De regels van deze paraplu-bestemmingsplannen zijn voor zover relevant vertaald in onderliggend bestemmingsplan.

1.4 Wettelijk kader

Het wettelijk kader van een bestemmingsplan is de Wet ruimtelijke ordening (hierna Wro) en het Besluit ruimtelijke ordening (hierna Bro).

Wet ruimtelijke ordening (Wro)

De Wro schrijft voor dat de gemeenteraad "voor het gehele grondgebied van de gemeente een of meer bestemmingsplannen vaststelt, waarbij ten behoeve van een goede ruimtelijke ordening de bestemming van de in dat plan begrepen grond wordt aangewezen en met het oog op die bestemming regels worden gegeven".


Besluit ruimtelijke ordening (Bro)

In het Bro is geregeld hoe een bestemmingsplan en andere ruimtelijke plannen er uit moeten zien, wat vastgelegd moet worden en wat meegewogen moet worden (artikelen 3.1.2 t/m 3.1.7 en artikelen 3.2.1 t/m 3.2.4 Bro). In artikel 3.1.6 van het Bro is bepaald dat elk bestemmingsplan vergezeld gaat van een toelichting.
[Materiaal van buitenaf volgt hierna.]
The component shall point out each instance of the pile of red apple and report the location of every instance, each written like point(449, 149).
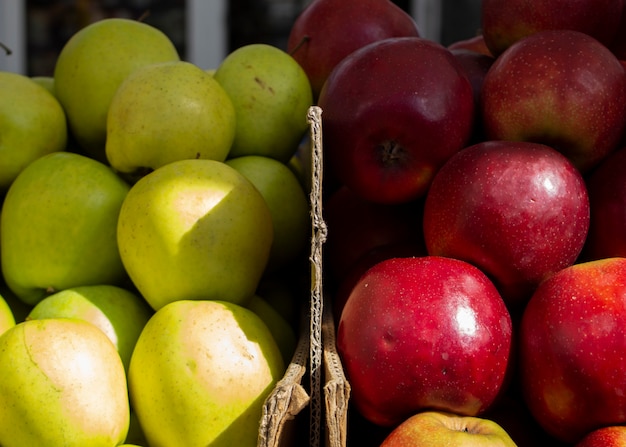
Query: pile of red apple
point(475, 198)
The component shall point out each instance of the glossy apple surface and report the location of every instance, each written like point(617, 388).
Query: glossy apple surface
point(421, 333)
point(505, 22)
point(327, 31)
point(561, 88)
point(606, 186)
point(572, 349)
point(517, 210)
point(612, 436)
point(435, 428)
point(394, 112)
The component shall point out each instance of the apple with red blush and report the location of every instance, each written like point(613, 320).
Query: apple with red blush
point(573, 349)
point(611, 436)
point(442, 429)
point(504, 22)
point(562, 88)
point(606, 186)
point(422, 333)
point(327, 31)
point(519, 211)
point(394, 112)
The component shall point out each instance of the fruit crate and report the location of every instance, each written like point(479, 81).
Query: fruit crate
point(292, 411)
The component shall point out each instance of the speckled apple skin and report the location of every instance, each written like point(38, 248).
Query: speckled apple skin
point(573, 349)
point(424, 332)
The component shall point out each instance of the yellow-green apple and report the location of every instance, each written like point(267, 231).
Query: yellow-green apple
point(166, 112)
point(606, 186)
point(91, 66)
point(394, 112)
point(288, 204)
point(572, 349)
point(504, 22)
point(194, 229)
point(422, 333)
point(611, 436)
point(59, 225)
point(281, 330)
point(32, 124)
point(271, 95)
point(7, 319)
point(62, 382)
point(439, 429)
point(357, 226)
point(200, 373)
point(327, 31)
point(119, 313)
point(519, 211)
point(562, 88)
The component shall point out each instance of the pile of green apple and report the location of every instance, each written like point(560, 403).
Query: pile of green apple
point(475, 200)
point(153, 243)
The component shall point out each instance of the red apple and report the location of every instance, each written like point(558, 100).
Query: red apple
point(561, 88)
point(519, 211)
point(606, 186)
point(394, 112)
point(357, 226)
point(441, 429)
point(327, 31)
point(475, 44)
point(505, 22)
point(612, 436)
point(424, 333)
point(573, 349)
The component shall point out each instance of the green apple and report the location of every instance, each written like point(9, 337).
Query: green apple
point(271, 94)
point(59, 225)
point(119, 313)
point(32, 124)
point(61, 383)
point(91, 66)
point(441, 429)
point(7, 319)
point(288, 204)
point(281, 330)
point(46, 82)
point(167, 112)
point(194, 229)
point(200, 373)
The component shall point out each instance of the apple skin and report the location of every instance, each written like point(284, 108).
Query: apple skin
point(327, 31)
point(606, 186)
point(572, 349)
point(504, 22)
point(394, 112)
point(561, 88)
point(519, 211)
point(424, 333)
point(612, 436)
point(437, 428)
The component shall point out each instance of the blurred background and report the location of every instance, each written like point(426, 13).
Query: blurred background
point(204, 31)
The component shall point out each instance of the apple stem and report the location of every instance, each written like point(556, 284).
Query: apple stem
point(304, 39)
point(6, 49)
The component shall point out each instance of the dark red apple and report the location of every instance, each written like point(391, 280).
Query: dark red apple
point(326, 31)
point(393, 113)
point(505, 22)
point(612, 436)
point(606, 186)
point(519, 211)
point(357, 226)
point(573, 349)
point(561, 88)
point(424, 333)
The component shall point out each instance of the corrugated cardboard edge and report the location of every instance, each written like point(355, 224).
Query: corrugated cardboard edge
point(289, 398)
point(337, 387)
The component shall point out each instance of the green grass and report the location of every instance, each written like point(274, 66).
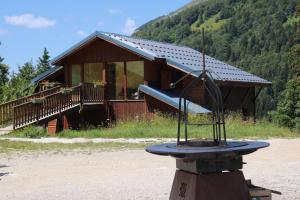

In de toelichting moet worden vermeld wat de uitkomsten zijn van onderzoeken over ecologie/flora/fauna, hoe het is gesteld met de waterhuishouding, of de Wet milieubeheer van toepassing is voor bijvoorbeeld een Milieu Effect Rapport (MER), of sprake is van archeologische/cultuurhistorische waarden, welke milieukwaliteitseisen wat betreft lucht, bodem, geluid bij het plan betrokken zijn en welk beleid van gemeente, provincie en Rijk een rol speelt.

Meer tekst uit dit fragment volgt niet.